Honorific Prefix: | Lieutenant Colonel |
Kazys Ališauskas | |
Birth Date: | 29 March 1898 |
Birth Place: | , Congress Poland, Russian Empire |
Death Place: | Chicago, United States |
Allegiance: | Lithuania |
Serviceyears: | 1919–1940 (Lithuanian Army) |
Rank: | Lieutenant Colonel |
Alma Mater: | War School of Kaunas Higher Officers' Courses Vytautas Magnus University |
Spouse: | Marija Triponaitė (1912–2005) |
Children: | Rimgaudas, Aldona |
Kazys Ališauskas (29 March 1898 – 16 January 1979) was a Lithuanian military officer and historian.
Kazys Ališauskas was born on 29 March 1898 in the village of [1] in Congress Poland of the Russian Empire. He graduated from the local Marijampolė Gymnasium. When the Lithuanian Wars of Independence broke out, Ališauskas joined the Lithuanian Army as a volunteer in 1919, graduating from the War School of Kaunas on 6 July 1919.[2]
After receiving the rank of karūžas (the lowest officer rank; replaced later by lieutenant), Ališauskas was assigned to the 2nd Infantry Regiment. He fought against the Red Army, Bermontian, and Polish forces. For courage displayed while fighting the Bermontians, he was awarded the Order of the Cross of Vytis, 1st degree.[3] On 3 April 1923 he was promoted to senior lieutenant.[4]
The Lithuanian Society for Military Sciences, which was established in 1923,[5] acted as a good intellectual environment for Ališauskas to publish his first historical texts and to chronicle the history of the 2nd Infantry Regiment.[6] He published two reviews outlining the basic facts of the creation of the regiment.[7] [8] In 1928, he published a review on the Battle of Giedraičiai, a battle in which the regiment fought,[9] and which became one of the most commemorated battles in interwar Lithuania. Stasys Raštikis noted that Ališauskas assisted Kazys Ladiga in writing the official history of the Lithuanian Wars of Independence,[10] although the work was not realized in interwar Lithuania.
After completing the Higher Officers' Courses in 1926, Ališauskas was promoted to captain. He also graduated from the Vytautas Magnus University Faculty of Law.[11] In 1933, he graduated from the Higher Officers' Courses signal unit, and a year later graduated from machine gun courses. On 23 November 1934, he was promoted to major. On 23 November 1939, he was promoted to lieutenant colonel.

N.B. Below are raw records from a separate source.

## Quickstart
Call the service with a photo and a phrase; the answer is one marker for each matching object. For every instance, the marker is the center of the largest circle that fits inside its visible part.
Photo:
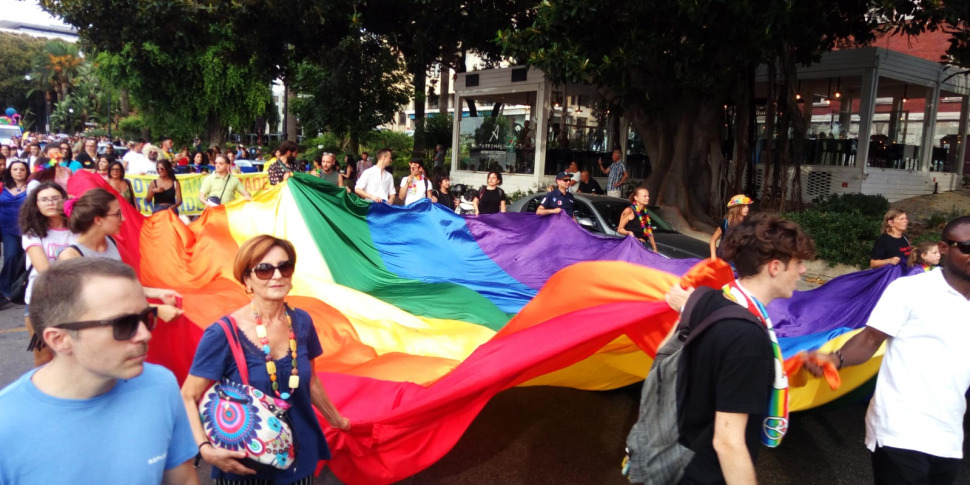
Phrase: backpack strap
(729, 312)
(689, 330)
(232, 336)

After the start of the Second World War, Ališauskas stayed in Lithuania. After the Soviet occupation of Lithuania in June 1940, Ališauskas was appointed the commandant of the Raseiniai district, later serving as the officer of special affairs for the General Staff of the Lithuanian Army. On 11 September 1940, Ališauskas began his service in the Red Army's Military School of Vilnius. In 1944 he and his family moved to Germany.

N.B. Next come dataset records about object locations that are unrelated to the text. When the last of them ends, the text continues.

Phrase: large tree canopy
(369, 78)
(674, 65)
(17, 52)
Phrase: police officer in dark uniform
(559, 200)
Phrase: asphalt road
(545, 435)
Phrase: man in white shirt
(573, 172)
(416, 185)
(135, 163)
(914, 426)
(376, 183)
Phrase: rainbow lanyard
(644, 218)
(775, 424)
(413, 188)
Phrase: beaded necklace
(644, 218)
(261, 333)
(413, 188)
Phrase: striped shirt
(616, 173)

From 1949 they lived in Chicago.[12] Throughout his publishing career, Ališauskas worked full-time at a factory during his stay in the United States.[13] In the United States, Ališauskas was part of the Ramovė group, a Lithuanian veterans' organization established in 1950 in Chicago. Ališauskas had prepared a historical overview of the Soviet occupation of Lithuania, which the Kersten Committee had deemed as a crime committed by the Soviet Union in the context of international law in 1953. Ališauskas's overview became the basis for a similar type of document prepared by the committee.[14] As an émigré, Ališauskas worked on the Lithuanian Boston Encyclopedia's warfare chapter and wrote a book about the Lithuanian Wars of Independence, the latter being commissioned by Ramovė to be done by 1968 by a group of veteran officers. However, internal disagreements and deaths within the group prevented any significant progress on the book, with Ališauskas being the only one who completed a part of the planned book earlier than the deadline and who focused on other fronts while other officers focused exclusively on battles with the Polish. Ališauskas published the book without permission from Ramovė, which got him into conflict with the group that was later resolved. In 1959 Ališauskas received an award as the best author of the magazine Karys.[15] From 1959 to 1972, Ališauskas wrote numerous articles about Lithuanian engagements with the Bermontians, Poles and Bolsheviks.[16] In 1971, he also published an article on the Lithuania National Battalion in Siberia in 1917.[17]
Ališauskas died on 16 January 1979 in Chicago.